Last week, they were even coming home to do so, in an initiative of the Outreach Activity Centre of the Government Museum and Art Gallery. The centre's week-long mobile conservation workshop ended Wednesday.
During the workshop, art restoration experts travelled to schools and colleges, prominent tourist destinations and residential neighbourhoods of this city to create awareness about the techniques of conservation and restoration.
"This is the first time such a workshop is being conducted in northern India," Navjot Randhawa, director of the museum and art gallery, told IANS. "Our main aim behind this mobile workshop is to create awareness among masses about the heritage wealth that they have right in their own houses.
"In India, we have a tendency to throw things out once they are outdated, but in western countries, this conservation process is quite common. People in those countries are ready to spend huge amounts to preserve their old accessories."
Well-known conservator Namita Jaspal, who was coordinating the workshop, said: "Everything of the past has some special history related to it and it is the duty of the current generation to safeguard this, so that even the future generations can enjoy its beauty."
Explaining the concept and scope of restoration, she said: "It is the process to preserve the ancient items for years to come.
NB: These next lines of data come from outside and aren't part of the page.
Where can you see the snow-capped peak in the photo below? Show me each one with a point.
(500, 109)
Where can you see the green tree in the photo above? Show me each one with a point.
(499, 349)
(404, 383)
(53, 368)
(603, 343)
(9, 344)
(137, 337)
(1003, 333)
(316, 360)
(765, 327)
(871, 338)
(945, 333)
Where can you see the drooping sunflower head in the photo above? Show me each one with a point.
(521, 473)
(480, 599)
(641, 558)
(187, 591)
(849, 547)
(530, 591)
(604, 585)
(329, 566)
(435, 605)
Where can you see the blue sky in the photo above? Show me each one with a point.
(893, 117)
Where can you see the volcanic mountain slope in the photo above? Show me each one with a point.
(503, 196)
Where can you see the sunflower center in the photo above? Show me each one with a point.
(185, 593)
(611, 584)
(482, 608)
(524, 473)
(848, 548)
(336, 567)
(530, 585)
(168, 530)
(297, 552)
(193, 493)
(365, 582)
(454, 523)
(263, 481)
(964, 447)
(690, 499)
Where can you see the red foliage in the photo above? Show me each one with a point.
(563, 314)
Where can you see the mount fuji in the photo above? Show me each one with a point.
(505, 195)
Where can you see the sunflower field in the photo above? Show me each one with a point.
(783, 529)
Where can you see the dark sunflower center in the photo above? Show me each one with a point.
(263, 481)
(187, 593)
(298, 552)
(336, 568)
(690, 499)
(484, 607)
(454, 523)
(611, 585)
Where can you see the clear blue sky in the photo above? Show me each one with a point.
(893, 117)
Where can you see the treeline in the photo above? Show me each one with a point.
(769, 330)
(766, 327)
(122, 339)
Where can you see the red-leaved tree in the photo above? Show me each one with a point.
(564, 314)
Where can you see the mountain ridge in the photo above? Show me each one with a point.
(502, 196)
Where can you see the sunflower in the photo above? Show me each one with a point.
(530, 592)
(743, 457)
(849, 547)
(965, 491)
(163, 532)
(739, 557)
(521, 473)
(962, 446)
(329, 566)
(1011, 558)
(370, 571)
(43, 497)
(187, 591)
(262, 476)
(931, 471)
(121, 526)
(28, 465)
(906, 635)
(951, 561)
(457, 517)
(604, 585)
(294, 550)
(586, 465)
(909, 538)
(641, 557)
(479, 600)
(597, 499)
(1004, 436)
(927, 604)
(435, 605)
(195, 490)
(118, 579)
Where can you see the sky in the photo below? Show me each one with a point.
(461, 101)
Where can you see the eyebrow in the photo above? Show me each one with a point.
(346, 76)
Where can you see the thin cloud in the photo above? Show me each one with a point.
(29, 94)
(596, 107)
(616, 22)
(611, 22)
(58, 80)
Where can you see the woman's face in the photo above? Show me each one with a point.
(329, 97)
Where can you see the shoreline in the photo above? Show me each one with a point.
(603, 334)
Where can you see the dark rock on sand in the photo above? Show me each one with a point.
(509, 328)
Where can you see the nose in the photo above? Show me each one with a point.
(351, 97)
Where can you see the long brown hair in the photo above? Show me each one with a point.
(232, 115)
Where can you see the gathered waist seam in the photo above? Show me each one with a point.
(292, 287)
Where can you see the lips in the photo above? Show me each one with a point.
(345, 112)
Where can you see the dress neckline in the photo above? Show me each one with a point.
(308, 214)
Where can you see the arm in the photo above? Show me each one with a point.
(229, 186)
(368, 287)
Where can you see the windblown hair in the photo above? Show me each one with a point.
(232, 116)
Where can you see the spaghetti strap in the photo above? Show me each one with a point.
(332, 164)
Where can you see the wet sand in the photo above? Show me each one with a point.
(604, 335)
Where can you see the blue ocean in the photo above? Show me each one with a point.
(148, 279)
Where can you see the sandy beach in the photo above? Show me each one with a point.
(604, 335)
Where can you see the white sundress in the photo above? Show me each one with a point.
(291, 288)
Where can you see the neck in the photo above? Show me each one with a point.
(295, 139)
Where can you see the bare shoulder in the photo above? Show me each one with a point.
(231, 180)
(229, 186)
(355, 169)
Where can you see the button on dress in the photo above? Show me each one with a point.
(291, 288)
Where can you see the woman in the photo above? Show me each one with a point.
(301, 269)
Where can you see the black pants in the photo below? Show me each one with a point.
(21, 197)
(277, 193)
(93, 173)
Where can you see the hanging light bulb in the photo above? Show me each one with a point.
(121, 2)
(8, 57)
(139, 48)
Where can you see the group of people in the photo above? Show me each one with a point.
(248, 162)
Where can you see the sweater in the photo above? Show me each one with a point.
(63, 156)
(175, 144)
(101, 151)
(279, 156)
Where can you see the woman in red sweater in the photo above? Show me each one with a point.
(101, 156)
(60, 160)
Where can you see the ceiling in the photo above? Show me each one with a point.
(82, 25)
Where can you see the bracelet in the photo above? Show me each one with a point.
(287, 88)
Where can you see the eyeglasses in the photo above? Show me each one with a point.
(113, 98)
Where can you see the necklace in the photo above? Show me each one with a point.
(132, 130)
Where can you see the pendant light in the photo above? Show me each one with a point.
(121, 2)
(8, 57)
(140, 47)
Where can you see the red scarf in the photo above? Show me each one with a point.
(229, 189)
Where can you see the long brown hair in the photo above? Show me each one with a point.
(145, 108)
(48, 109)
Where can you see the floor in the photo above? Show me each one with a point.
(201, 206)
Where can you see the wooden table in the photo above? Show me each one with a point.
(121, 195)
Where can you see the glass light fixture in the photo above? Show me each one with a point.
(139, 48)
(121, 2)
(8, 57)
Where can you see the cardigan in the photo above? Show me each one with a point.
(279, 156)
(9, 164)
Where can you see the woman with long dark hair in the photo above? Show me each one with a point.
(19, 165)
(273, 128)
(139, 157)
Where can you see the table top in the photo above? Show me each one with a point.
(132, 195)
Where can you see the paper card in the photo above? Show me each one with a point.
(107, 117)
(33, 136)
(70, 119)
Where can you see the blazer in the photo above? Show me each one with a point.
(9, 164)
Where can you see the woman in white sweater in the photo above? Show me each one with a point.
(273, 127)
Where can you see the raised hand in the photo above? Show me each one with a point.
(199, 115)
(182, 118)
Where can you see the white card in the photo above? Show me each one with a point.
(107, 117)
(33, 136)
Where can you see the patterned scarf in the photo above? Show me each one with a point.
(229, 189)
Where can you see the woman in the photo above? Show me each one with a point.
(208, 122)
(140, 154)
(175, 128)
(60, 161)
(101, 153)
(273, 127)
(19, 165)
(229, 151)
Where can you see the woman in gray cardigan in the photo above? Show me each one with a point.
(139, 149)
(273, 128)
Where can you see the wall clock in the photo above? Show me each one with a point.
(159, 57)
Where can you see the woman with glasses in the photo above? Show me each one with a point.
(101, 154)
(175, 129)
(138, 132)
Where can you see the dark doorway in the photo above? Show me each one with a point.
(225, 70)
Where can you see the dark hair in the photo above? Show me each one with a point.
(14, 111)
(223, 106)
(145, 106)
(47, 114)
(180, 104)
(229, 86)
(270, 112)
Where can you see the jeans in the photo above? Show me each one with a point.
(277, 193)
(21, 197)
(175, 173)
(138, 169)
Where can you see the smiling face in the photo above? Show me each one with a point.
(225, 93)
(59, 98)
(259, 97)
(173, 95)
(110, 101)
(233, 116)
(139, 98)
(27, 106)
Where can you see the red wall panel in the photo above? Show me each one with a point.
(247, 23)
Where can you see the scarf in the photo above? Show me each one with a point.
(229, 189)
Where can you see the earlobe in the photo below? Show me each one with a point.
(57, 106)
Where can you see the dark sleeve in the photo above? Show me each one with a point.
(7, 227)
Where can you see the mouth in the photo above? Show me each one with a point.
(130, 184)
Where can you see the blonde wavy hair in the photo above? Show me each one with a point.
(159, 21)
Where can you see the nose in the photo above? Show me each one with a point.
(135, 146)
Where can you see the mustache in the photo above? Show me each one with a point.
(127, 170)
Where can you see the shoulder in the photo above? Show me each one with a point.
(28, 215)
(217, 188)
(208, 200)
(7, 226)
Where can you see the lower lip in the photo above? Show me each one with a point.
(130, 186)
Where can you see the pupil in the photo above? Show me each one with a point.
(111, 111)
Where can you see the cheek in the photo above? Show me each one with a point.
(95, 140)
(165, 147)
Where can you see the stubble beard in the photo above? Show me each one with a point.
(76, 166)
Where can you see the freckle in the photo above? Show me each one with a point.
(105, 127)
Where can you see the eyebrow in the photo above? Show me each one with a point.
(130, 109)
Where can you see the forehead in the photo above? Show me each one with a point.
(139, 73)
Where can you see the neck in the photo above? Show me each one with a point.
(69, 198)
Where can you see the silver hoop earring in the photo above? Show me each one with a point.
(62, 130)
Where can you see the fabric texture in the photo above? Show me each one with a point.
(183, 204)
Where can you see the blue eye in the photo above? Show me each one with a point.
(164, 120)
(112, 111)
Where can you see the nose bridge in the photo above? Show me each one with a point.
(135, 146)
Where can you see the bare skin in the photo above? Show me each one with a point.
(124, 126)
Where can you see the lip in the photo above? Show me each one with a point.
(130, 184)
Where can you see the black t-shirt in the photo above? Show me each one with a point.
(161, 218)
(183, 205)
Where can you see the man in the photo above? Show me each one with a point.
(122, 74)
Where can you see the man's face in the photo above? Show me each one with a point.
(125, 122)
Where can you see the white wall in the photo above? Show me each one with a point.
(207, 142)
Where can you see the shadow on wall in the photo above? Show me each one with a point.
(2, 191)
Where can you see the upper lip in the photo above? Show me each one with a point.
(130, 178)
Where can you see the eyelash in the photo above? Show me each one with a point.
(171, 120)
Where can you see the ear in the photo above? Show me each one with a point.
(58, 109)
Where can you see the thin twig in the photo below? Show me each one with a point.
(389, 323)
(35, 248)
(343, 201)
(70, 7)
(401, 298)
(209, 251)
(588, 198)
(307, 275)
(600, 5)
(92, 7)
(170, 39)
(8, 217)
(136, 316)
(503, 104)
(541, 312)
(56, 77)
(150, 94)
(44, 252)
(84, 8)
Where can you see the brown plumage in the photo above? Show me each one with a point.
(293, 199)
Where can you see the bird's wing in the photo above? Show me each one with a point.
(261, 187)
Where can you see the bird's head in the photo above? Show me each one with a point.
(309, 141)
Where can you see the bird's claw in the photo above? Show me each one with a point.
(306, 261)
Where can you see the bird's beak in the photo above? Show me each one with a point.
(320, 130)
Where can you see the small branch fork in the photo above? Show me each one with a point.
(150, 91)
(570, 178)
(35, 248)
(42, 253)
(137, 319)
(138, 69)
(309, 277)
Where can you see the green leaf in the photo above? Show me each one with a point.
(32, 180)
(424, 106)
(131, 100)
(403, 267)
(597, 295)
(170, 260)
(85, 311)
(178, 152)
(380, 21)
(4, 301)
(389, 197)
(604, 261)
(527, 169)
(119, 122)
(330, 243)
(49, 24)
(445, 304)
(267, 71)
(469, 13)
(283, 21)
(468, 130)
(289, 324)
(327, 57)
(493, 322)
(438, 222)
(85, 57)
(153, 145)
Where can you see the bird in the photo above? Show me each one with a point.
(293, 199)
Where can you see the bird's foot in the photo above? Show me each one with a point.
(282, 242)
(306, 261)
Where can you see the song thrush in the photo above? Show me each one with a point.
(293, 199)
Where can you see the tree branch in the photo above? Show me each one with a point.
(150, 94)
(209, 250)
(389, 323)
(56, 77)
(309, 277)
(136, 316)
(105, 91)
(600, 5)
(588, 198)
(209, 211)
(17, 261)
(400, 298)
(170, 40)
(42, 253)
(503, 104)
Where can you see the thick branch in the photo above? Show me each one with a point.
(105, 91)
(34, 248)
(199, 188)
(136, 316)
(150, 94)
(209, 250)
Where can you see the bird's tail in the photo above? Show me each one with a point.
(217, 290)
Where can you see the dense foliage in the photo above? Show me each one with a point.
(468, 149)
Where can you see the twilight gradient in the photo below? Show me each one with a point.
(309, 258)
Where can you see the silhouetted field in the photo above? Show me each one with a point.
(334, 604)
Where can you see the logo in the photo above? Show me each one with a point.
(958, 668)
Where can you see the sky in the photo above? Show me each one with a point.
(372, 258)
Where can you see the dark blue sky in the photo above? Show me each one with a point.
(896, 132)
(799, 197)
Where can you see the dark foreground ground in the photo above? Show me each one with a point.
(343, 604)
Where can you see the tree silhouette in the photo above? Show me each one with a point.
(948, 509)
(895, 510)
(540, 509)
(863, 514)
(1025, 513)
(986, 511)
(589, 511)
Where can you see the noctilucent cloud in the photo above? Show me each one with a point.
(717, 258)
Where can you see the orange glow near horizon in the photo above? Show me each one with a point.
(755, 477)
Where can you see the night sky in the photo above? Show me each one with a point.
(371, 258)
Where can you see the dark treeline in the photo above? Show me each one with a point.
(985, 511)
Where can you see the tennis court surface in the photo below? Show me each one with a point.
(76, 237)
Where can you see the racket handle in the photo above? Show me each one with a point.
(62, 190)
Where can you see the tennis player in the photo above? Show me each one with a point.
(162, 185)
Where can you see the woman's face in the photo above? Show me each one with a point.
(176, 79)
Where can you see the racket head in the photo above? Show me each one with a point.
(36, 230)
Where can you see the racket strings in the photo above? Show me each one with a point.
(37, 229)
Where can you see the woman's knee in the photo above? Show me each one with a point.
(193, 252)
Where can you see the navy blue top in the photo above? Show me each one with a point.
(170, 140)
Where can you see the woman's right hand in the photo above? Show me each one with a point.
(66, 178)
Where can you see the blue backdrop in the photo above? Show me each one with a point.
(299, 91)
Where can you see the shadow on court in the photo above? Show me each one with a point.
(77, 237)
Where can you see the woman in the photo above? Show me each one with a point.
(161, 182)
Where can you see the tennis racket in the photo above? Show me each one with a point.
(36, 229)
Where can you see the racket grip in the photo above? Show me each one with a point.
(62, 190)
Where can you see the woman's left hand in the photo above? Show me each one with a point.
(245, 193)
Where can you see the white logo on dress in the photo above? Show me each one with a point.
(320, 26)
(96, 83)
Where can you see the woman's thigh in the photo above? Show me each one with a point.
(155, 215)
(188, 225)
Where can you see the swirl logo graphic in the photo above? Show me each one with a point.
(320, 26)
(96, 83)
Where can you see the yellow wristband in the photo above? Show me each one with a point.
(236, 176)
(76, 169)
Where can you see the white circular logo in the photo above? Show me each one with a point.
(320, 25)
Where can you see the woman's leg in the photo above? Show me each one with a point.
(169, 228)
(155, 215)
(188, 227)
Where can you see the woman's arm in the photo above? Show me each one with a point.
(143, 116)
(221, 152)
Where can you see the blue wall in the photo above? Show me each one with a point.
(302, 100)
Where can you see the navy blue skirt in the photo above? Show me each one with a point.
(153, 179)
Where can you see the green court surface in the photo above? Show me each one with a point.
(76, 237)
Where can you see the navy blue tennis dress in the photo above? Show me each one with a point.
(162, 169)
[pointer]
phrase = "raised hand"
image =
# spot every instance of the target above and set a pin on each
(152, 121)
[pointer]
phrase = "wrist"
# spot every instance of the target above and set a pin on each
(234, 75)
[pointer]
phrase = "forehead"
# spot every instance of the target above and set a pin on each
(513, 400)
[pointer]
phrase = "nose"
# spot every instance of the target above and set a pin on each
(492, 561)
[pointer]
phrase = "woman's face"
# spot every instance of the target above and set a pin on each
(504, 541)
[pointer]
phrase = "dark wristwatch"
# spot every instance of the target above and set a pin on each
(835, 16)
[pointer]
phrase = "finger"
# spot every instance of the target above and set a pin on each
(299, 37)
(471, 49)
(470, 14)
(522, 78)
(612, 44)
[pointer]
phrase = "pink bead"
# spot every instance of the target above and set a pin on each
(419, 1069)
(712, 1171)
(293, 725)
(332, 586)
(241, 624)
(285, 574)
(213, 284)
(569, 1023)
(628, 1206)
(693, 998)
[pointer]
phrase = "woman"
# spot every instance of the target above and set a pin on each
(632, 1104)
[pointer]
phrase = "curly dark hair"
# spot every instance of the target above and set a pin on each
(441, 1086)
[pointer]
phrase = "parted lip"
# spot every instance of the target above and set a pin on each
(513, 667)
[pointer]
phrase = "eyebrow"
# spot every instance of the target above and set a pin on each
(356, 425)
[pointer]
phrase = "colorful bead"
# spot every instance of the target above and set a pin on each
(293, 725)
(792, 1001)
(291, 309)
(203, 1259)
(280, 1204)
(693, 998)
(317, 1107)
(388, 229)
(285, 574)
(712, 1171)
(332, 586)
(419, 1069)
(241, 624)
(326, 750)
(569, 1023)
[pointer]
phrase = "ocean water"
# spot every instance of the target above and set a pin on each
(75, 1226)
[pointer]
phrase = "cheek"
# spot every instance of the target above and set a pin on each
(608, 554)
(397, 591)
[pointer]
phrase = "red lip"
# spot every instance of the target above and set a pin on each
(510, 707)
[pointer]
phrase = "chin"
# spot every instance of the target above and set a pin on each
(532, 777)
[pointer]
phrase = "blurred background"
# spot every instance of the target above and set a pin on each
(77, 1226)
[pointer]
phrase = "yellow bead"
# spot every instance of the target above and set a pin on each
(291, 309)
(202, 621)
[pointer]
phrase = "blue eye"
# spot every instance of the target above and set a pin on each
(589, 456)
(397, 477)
There is a wide scope in this area of study and many universities are also offering specialised courses in conservation."
Jaspal said that the restoration process could be applied to sculptures, buildings, monuments, silver articles, antiques, wood and ancient artwork. It helped to preserve valuables and extend their life and beauty, she pointed out.
"One can bring anything (to the museum) from his family heirloom, like pictures, albums, old inherited furniture, jewellery, coins, textiles, hand-written letters, documents. We have solutions for everything."
Many residents and young artists took keen interest in the workshop.
"The tips that they are giving to prolong the life span of our creations are really useful. Normally we use adhesives or tapes to preserve our work but here we came to know that they are the biggest adversaries of the art work," Sidhartha Chatterjee, a painter and a student of fine arts here, told IANS.
K.D. Sharma, a retired army official, said: "I invited the mobile van of conservators to my home as I have an assortment of over 100-year-old antique pieces rusting in my store room. It is really praiseworthy that they are providing these services free."